Make A Right – Willa Okati
I was torn over even purchasing this book, especially when I saw the steep price (thank you for coupons), but being an Okati fan, it was just too hard to pass up. The story begins somewhat abruptly with two former lovers, crossing paths. Their 10-year history together is uncovered slowly throughout the book, but the premise is that they need to join forces to attend their friends (from their foster home) wedding. The story line itself – everything from how they met, their relationship, the premise for them coming back together, and the random characters, were a bit far-fetched and felt somewhat arbitrary at times. However, when you’re able to weed through the confusing plot turns and random dialogue and revelations, these characters evoked great emotion and passion throughout – and this fact alone, is why I’ve given it the rating I have.
The personalities between the two main characters were as different as night and day, but each loved the other in his own way, which made it sometimes painful to read (think tears), and other times almost comical. Tuck was, by far, the more relatable character and made this read worth it. I don’t think that any of this would happen in real life, nor do I agree that anyone would give in to someone who hurt them for TEN YEARS, but in this book, it seemed to happen to wrap up the story quickly.
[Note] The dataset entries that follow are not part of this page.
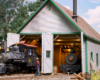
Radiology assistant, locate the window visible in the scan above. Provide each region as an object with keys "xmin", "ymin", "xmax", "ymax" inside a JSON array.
[
  {"xmin": 91, "ymin": 52, "xmax": 93, "ymax": 61},
  {"xmin": 46, "ymin": 51, "xmax": 50, "ymax": 58},
  {"xmin": 28, "ymin": 49, "xmax": 32, "ymax": 55},
  {"xmin": 96, "ymin": 53, "xmax": 98, "ymax": 66}
]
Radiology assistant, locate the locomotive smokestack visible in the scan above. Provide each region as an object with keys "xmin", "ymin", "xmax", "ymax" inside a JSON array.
[
  {"xmin": 41, "ymin": 0, "xmax": 45, "ymax": 4},
  {"xmin": 72, "ymin": 0, "xmax": 77, "ymax": 22}
]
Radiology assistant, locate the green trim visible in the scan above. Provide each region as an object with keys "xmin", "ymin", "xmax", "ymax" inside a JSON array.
[
  {"xmin": 91, "ymin": 52, "xmax": 93, "ymax": 61},
  {"xmin": 15, "ymin": 0, "xmax": 48, "ymax": 33},
  {"xmin": 20, "ymin": 33, "xmax": 42, "ymax": 35},
  {"xmin": 86, "ymin": 36, "xmax": 100, "ymax": 43},
  {"xmin": 85, "ymin": 37, "xmax": 88, "ymax": 72},
  {"xmin": 96, "ymin": 53, "xmax": 98, "ymax": 66},
  {"xmin": 20, "ymin": 32, "xmax": 80, "ymax": 35},
  {"xmin": 52, "ymin": 32, "xmax": 80, "ymax": 34}
]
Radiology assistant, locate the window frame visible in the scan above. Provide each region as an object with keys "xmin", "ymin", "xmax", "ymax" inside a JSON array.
[
  {"xmin": 96, "ymin": 53, "xmax": 98, "ymax": 66},
  {"xmin": 46, "ymin": 51, "xmax": 50, "ymax": 58},
  {"xmin": 91, "ymin": 52, "xmax": 93, "ymax": 61}
]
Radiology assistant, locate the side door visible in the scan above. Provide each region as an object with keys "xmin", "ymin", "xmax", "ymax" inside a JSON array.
[
  {"xmin": 42, "ymin": 33, "xmax": 53, "ymax": 73},
  {"xmin": 7, "ymin": 33, "xmax": 20, "ymax": 47}
]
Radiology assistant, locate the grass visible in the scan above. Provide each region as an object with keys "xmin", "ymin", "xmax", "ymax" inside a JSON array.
[{"xmin": 91, "ymin": 70, "xmax": 100, "ymax": 80}]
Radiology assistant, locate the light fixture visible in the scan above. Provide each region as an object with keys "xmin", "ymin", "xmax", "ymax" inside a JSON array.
[{"xmin": 6, "ymin": 47, "xmax": 9, "ymax": 51}]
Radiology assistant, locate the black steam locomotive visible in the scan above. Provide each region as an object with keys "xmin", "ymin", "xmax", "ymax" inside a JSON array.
[
  {"xmin": 0, "ymin": 43, "xmax": 40, "ymax": 74},
  {"xmin": 60, "ymin": 47, "xmax": 81, "ymax": 74}
]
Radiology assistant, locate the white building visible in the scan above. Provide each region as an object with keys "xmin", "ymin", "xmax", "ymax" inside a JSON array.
[{"xmin": 7, "ymin": 0, "xmax": 100, "ymax": 73}]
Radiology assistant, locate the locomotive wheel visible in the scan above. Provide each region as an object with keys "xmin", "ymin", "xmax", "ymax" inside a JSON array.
[{"xmin": 66, "ymin": 53, "xmax": 77, "ymax": 65}]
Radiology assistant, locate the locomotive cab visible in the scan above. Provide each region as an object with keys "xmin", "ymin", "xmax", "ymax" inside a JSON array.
[{"xmin": 27, "ymin": 48, "xmax": 37, "ymax": 67}]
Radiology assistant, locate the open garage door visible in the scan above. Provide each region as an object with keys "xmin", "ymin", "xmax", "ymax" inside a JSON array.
[
  {"xmin": 7, "ymin": 33, "xmax": 20, "ymax": 47},
  {"xmin": 53, "ymin": 34, "xmax": 82, "ymax": 73},
  {"xmin": 42, "ymin": 33, "xmax": 53, "ymax": 73}
]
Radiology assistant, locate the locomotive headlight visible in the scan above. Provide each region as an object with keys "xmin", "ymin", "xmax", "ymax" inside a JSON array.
[{"xmin": 69, "ymin": 57, "xmax": 73, "ymax": 61}]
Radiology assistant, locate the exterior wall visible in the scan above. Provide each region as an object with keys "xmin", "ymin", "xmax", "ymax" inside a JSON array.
[
  {"xmin": 20, "ymin": 3, "xmax": 79, "ymax": 33},
  {"xmin": 87, "ymin": 39, "xmax": 100, "ymax": 72}
]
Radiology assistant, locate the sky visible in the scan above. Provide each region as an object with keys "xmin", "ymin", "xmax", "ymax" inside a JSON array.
[{"xmin": 26, "ymin": 0, "xmax": 100, "ymax": 34}]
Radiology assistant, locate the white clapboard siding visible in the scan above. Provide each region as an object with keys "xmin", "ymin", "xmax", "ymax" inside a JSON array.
[
  {"xmin": 87, "ymin": 39, "xmax": 100, "ymax": 72},
  {"xmin": 20, "ymin": 2, "xmax": 79, "ymax": 33}
]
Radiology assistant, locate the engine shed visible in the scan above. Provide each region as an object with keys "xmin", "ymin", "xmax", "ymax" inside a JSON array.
[{"xmin": 7, "ymin": 0, "xmax": 100, "ymax": 74}]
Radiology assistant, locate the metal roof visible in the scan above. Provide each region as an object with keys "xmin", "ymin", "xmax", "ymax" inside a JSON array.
[
  {"xmin": 16, "ymin": 0, "xmax": 100, "ymax": 42},
  {"xmin": 54, "ymin": 1, "xmax": 100, "ymax": 41}
]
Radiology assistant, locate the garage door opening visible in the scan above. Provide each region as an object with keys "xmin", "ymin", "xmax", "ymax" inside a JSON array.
[
  {"xmin": 53, "ymin": 34, "xmax": 82, "ymax": 74},
  {"xmin": 20, "ymin": 34, "xmax": 42, "ymax": 72}
]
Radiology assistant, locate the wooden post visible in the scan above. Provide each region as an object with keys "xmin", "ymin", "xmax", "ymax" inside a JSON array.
[
  {"xmin": 81, "ymin": 32, "xmax": 85, "ymax": 72},
  {"xmin": 90, "ymin": 59, "xmax": 95, "ymax": 71},
  {"xmin": 74, "ymin": 73, "xmax": 86, "ymax": 80}
]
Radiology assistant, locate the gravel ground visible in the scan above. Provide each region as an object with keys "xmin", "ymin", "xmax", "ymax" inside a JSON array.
[{"xmin": 0, "ymin": 73, "xmax": 79, "ymax": 80}]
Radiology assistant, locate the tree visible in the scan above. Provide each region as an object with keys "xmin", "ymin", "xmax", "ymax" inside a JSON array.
[
  {"xmin": 0, "ymin": 0, "xmax": 41, "ymax": 41},
  {"xmin": 28, "ymin": 0, "xmax": 41, "ymax": 12}
]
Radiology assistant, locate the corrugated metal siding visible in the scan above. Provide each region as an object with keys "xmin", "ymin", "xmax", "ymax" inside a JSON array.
[
  {"xmin": 20, "ymin": 3, "xmax": 79, "ymax": 33},
  {"xmin": 87, "ymin": 39, "xmax": 100, "ymax": 72}
]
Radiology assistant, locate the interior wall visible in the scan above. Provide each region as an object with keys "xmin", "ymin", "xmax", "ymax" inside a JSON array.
[
  {"xmin": 60, "ymin": 52, "xmax": 67, "ymax": 65},
  {"xmin": 36, "ymin": 44, "xmax": 42, "ymax": 55},
  {"xmin": 54, "ymin": 46, "xmax": 70, "ymax": 67},
  {"xmin": 54, "ymin": 45, "xmax": 60, "ymax": 68},
  {"xmin": 36, "ymin": 43, "xmax": 42, "ymax": 65}
]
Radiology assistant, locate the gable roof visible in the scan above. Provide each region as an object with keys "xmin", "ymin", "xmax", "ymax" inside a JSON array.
[{"xmin": 16, "ymin": 0, "xmax": 100, "ymax": 42}]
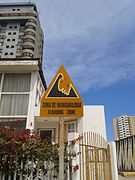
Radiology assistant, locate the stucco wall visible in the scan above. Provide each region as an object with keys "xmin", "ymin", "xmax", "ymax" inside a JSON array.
[{"xmin": 78, "ymin": 105, "xmax": 107, "ymax": 140}]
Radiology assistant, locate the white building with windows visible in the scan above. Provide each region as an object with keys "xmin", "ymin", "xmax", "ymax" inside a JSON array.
[
  {"xmin": 113, "ymin": 114, "xmax": 135, "ymax": 140},
  {"xmin": 0, "ymin": 2, "xmax": 46, "ymax": 130}
]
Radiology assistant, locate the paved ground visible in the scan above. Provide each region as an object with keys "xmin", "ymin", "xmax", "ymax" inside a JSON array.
[{"xmin": 119, "ymin": 175, "xmax": 135, "ymax": 180}]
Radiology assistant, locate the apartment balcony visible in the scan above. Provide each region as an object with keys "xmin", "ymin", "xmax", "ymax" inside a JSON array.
[{"xmin": 0, "ymin": 10, "xmax": 37, "ymax": 19}]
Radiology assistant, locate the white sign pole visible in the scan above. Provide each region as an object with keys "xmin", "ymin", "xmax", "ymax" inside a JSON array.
[{"xmin": 59, "ymin": 118, "xmax": 64, "ymax": 180}]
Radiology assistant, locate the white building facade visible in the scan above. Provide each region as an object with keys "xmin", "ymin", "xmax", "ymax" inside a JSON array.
[{"xmin": 0, "ymin": 2, "xmax": 46, "ymax": 129}]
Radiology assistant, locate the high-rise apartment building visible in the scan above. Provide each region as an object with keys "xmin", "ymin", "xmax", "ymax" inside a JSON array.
[
  {"xmin": 0, "ymin": 2, "xmax": 46, "ymax": 129},
  {"xmin": 113, "ymin": 114, "xmax": 135, "ymax": 140},
  {"xmin": 0, "ymin": 2, "xmax": 43, "ymax": 61}
]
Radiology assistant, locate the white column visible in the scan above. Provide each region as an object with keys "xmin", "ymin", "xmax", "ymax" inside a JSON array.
[
  {"xmin": 59, "ymin": 118, "xmax": 64, "ymax": 180},
  {"xmin": 68, "ymin": 132, "xmax": 80, "ymax": 180},
  {"xmin": 108, "ymin": 141, "xmax": 118, "ymax": 180}
]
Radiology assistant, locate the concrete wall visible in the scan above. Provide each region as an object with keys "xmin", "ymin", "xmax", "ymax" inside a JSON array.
[
  {"xmin": 78, "ymin": 105, "xmax": 107, "ymax": 139},
  {"xmin": 116, "ymin": 136, "xmax": 135, "ymax": 172}
]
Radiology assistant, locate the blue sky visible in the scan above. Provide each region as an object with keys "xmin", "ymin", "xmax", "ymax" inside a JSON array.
[{"xmin": 1, "ymin": 0, "xmax": 135, "ymax": 140}]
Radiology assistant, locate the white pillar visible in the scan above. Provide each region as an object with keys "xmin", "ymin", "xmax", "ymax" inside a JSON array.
[
  {"xmin": 68, "ymin": 132, "xmax": 80, "ymax": 180},
  {"xmin": 59, "ymin": 119, "xmax": 64, "ymax": 180},
  {"xmin": 108, "ymin": 141, "xmax": 118, "ymax": 180}
]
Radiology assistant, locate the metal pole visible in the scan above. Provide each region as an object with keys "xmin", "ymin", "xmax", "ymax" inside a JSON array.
[{"xmin": 59, "ymin": 118, "xmax": 64, "ymax": 180}]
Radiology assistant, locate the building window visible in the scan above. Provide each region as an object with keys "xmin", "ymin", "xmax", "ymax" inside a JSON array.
[
  {"xmin": 68, "ymin": 123, "xmax": 76, "ymax": 133},
  {"xmin": 12, "ymin": 39, "xmax": 15, "ymax": 41},
  {"xmin": 0, "ymin": 94, "xmax": 29, "ymax": 116},
  {"xmin": 22, "ymin": 52, "xmax": 34, "ymax": 58},
  {"xmin": 0, "ymin": 119, "xmax": 26, "ymax": 129},
  {"xmin": 9, "ymin": 26, "xmax": 12, "ymax": 29},
  {"xmin": 6, "ymin": 46, "xmax": 9, "ymax": 48},
  {"xmin": 24, "ymin": 38, "xmax": 35, "ymax": 44},
  {"xmin": 5, "ymin": 52, "xmax": 8, "ymax": 55},
  {"xmin": 8, "ymin": 32, "xmax": 11, "ymax": 35},
  {"xmin": 23, "ymin": 45, "xmax": 34, "ymax": 51},
  {"xmin": 2, "ymin": 73, "xmax": 31, "ymax": 92},
  {"xmin": 35, "ymin": 75, "xmax": 44, "ymax": 106},
  {"xmin": 17, "ymin": 9, "xmax": 20, "ymax": 11},
  {"xmin": 28, "ymin": 19, "xmax": 37, "ymax": 24},
  {"xmin": 10, "ymin": 52, "xmax": 13, "ymax": 55},
  {"xmin": 25, "ymin": 25, "xmax": 36, "ymax": 31},
  {"xmin": 12, "ymin": 9, "xmax": 15, "ymax": 11},
  {"xmin": 0, "ymin": 73, "xmax": 31, "ymax": 116},
  {"xmin": 11, "ymin": 45, "xmax": 14, "ymax": 48},
  {"xmin": 7, "ymin": 39, "xmax": 10, "ymax": 41},
  {"xmin": 13, "ymin": 32, "xmax": 17, "ymax": 35},
  {"xmin": 39, "ymin": 129, "xmax": 54, "ymax": 142},
  {"xmin": 24, "ymin": 31, "xmax": 35, "ymax": 37},
  {"xmin": 14, "ymin": 26, "xmax": 17, "ymax": 29}
]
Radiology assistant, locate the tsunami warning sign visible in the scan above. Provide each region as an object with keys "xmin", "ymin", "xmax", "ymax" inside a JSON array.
[{"xmin": 40, "ymin": 64, "xmax": 83, "ymax": 117}]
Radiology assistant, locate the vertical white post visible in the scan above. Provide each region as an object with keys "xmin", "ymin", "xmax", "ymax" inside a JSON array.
[
  {"xmin": 8, "ymin": 175, "xmax": 11, "ymax": 180},
  {"xmin": 2, "ymin": 174, "xmax": 5, "ymax": 180},
  {"xmin": 20, "ymin": 159, "xmax": 23, "ymax": 180},
  {"xmin": 13, "ymin": 157, "xmax": 17, "ymax": 180},
  {"xmin": 108, "ymin": 142, "xmax": 118, "ymax": 180},
  {"xmin": 59, "ymin": 118, "xmax": 64, "ymax": 180},
  {"xmin": 68, "ymin": 133, "xmax": 80, "ymax": 180}
]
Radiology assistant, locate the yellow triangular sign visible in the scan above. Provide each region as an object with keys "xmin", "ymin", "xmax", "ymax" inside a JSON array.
[{"xmin": 40, "ymin": 65, "xmax": 83, "ymax": 117}]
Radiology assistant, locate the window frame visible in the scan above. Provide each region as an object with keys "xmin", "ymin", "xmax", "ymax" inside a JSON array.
[
  {"xmin": 0, "ymin": 73, "xmax": 31, "ymax": 118},
  {"xmin": 39, "ymin": 128, "xmax": 54, "ymax": 143},
  {"xmin": 67, "ymin": 121, "xmax": 77, "ymax": 134}
]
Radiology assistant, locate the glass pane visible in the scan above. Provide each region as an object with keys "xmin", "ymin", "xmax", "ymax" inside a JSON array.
[
  {"xmin": 2, "ymin": 73, "xmax": 31, "ymax": 92},
  {"xmin": 40, "ymin": 130, "xmax": 52, "ymax": 142},
  {"xmin": 68, "ymin": 123, "xmax": 75, "ymax": 133},
  {"xmin": 0, "ymin": 95, "xmax": 29, "ymax": 116},
  {"xmin": 0, "ymin": 118, "xmax": 26, "ymax": 129}
]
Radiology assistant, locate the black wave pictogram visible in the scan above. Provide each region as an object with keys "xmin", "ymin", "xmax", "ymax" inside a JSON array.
[{"xmin": 47, "ymin": 74, "xmax": 77, "ymax": 97}]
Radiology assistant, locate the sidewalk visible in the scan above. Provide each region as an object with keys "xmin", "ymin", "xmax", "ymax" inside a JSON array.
[{"xmin": 119, "ymin": 175, "xmax": 135, "ymax": 180}]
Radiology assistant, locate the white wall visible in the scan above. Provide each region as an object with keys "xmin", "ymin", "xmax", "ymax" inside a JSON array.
[
  {"xmin": 108, "ymin": 142, "xmax": 118, "ymax": 180},
  {"xmin": 26, "ymin": 71, "xmax": 37, "ymax": 130},
  {"xmin": 26, "ymin": 71, "xmax": 45, "ymax": 130},
  {"xmin": 78, "ymin": 105, "xmax": 107, "ymax": 139}
]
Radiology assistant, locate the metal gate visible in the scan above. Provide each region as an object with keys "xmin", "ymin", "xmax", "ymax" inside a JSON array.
[{"xmin": 79, "ymin": 132, "xmax": 112, "ymax": 180}]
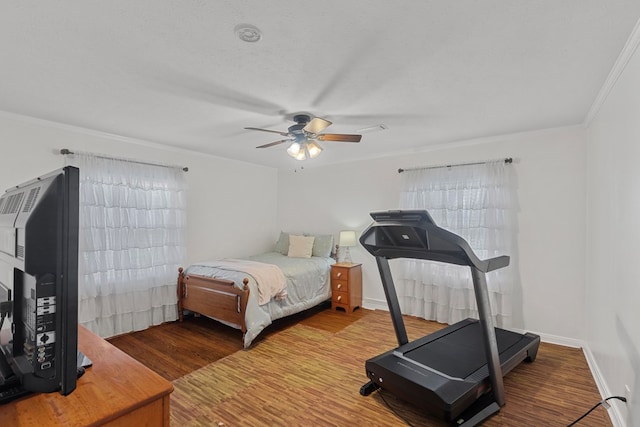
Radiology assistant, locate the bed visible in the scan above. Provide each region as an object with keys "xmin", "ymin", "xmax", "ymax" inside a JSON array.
[{"xmin": 176, "ymin": 233, "xmax": 335, "ymax": 348}]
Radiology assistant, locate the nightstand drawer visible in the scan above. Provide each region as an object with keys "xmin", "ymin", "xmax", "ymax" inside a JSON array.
[
  {"xmin": 331, "ymin": 280, "xmax": 348, "ymax": 293},
  {"xmin": 333, "ymin": 291, "xmax": 349, "ymax": 305},
  {"xmin": 331, "ymin": 267, "xmax": 350, "ymax": 281}
]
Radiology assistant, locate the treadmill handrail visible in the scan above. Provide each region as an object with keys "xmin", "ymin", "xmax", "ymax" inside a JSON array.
[
  {"xmin": 359, "ymin": 211, "xmax": 510, "ymax": 273},
  {"xmin": 485, "ymin": 255, "xmax": 509, "ymax": 272}
]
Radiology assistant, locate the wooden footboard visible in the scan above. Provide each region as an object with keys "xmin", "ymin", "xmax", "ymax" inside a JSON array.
[{"xmin": 177, "ymin": 267, "xmax": 250, "ymax": 339}]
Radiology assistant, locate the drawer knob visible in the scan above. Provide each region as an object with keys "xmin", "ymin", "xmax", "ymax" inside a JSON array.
[
  {"xmin": 337, "ymin": 295, "xmax": 342, "ymax": 302},
  {"xmin": 337, "ymin": 284, "xmax": 342, "ymax": 289},
  {"xmin": 336, "ymin": 272, "xmax": 342, "ymax": 278}
]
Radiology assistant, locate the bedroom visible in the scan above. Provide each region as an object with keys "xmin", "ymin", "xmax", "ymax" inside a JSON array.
[{"xmin": 0, "ymin": 1, "xmax": 639, "ymax": 426}]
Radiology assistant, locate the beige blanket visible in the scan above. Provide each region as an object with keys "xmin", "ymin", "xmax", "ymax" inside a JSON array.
[{"xmin": 204, "ymin": 258, "xmax": 287, "ymax": 305}]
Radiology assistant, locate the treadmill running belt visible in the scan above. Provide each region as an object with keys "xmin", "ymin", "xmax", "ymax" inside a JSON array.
[{"xmin": 403, "ymin": 322, "xmax": 523, "ymax": 379}]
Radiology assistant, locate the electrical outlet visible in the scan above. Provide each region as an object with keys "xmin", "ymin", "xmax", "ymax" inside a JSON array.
[{"xmin": 625, "ymin": 384, "xmax": 632, "ymax": 402}]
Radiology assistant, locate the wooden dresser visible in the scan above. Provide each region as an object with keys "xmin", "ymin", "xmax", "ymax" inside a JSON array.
[
  {"xmin": 0, "ymin": 326, "xmax": 173, "ymax": 426},
  {"xmin": 331, "ymin": 262, "xmax": 362, "ymax": 313}
]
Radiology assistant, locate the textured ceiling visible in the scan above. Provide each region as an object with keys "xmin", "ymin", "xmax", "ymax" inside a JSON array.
[{"xmin": 1, "ymin": 1, "xmax": 639, "ymax": 169}]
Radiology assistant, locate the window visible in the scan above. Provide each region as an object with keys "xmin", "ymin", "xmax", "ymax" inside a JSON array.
[
  {"xmin": 397, "ymin": 160, "xmax": 516, "ymax": 327},
  {"xmin": 67, "ymin": 153, "xmax": 187, "ymax": 337}
]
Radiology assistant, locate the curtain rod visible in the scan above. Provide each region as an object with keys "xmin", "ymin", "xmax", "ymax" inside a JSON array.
[
  {"xmin": 59, "ymin": 149, "xmax": 189, "ymax": 172},
  {"xmin": 398, "ymin": 157, "xmax": 512, "ymax": 173}
]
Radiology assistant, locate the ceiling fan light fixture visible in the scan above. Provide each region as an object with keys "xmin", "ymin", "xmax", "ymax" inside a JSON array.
[
  {"xmin": 247, "ymin": 115, "xmax": 359, "ymax": 160},
  {"xmin": 293, "ymin": 149, "xmax": 307, "ymax": 161},
  {"xmin": 287, "ymin": 142, "xmax": 305, "ymax": 160},
  {"xmin": 306, "ymin": 141, "xmax": 323, "ymax": 158}
]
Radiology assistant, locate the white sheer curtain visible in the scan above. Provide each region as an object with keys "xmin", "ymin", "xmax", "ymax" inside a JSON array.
[
  {"xmin": 397, "ymin": 160, "xmax": 516, "ymax": 328},
  {"xmin": 66, "ymin": 153, "xmax": 187, "ymax": 338}
]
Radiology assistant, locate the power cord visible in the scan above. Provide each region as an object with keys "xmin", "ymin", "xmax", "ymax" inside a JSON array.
[
  {"xmin": 377, "ymin": 388, "xmax": 416, "ymax": 427},
  {"xmin": 379, "ymin": 389, "xmax": 627, "ymax": 426},
  {"xmin": 566, "ymin": 396, "xmax": 627, "ymax": 426}
]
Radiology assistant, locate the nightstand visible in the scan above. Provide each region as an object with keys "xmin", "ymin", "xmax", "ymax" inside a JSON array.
[{"xmin": 331, "ymin": 262, "xmax": 362, "ymax": 313}]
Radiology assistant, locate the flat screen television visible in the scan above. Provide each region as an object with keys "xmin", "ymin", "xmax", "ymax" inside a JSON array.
[{"xmin": 0, "ymin": 166, "xmax": 79, "ymax": 400}]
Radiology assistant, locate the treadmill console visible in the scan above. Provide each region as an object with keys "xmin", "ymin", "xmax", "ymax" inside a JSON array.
[{"xmin": 360, "ymin": 210, "xmax": 509, "ymax": 272}]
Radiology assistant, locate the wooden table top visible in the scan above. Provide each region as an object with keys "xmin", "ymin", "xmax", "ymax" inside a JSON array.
[{"xmin": 0, "ymin": 326, "xmax": 173, "ymax": 426}]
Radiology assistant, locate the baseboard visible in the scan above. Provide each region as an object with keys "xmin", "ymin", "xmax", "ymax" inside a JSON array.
[
  {"xmin": 362, "ymin": 297, "xmax": 388, "ymax": 311},
  {"xmin": 532, "ymin": 331, "xmax": 582, "ymax": 348},
  {"xmin": 365, "ymin": 297, "xmax": 585, "ymax": 348},
  {"xmin": 582, "ymin": 346, "xmax": 627, "ymax": 427}
]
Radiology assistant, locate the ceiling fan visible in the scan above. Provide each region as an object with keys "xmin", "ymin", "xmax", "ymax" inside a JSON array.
[{"xmin": 245, "ymin": 114, "xmax": 362, "ymax": 160}]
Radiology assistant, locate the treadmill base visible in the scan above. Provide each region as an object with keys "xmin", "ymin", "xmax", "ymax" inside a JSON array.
[{"xmin": 363, "ymin": 319, "xmax": 540, "ymax": 424}]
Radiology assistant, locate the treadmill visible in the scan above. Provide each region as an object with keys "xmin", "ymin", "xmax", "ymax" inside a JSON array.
[{"xmin": 359, "ymin": 210, "xmax": 540, "ymax": 426}]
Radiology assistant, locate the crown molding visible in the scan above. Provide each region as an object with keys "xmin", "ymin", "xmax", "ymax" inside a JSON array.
[
  {"xmin": 0, "ymin": 110, "xmax": 273, "ymax": 169},
  {"xmin": 0, "ymin": 109, "xmax": 200, "ymax": 155},
  {"xmin": 583, "ymin": 17, "xmax": 640, "ymax": 128}
]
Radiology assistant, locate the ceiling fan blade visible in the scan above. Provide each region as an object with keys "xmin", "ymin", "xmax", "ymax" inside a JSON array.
[
  {"xmin": 256, "ymin": 139, "xmax": 292, "ymax": 149},
  {"xmin": 145, "ymin": 69, "xmax": 285, "ymax": 116},
  {"xmin": 303, "ymin": 118, "xmax": 332, "ymax": 134},
  {"xmin": 316, "ymin": 133, "xmax": 362, "ymax": 142},
  {"xmin": 245, "ymin": 127, "xmax": 290, "ymax": 137}
]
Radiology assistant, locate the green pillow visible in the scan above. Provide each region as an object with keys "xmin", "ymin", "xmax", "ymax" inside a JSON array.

The sex between them, when it happened, was a bit all over the place. The first encounter felt shameful, but after that, while there were regrets, the sex was filled was passion, thus, evoking even more emotion than their encounters evoked. Very vanilla sex, but you could feel their passion and wacky love for each other and it brought them even closer.
Out of four…
Overall Read: ♥♥
Sex Heat: ♥♥
Overall, I would recommend this book if you’re a Okati fan, or if you’re looking for some strong emotions in your story (and can overlook some random things thrown in). I was impressed by the level of heartfelt connection throughout, but there are definitely some plot issues that would make it difficult for a plot-driven reader to overlook.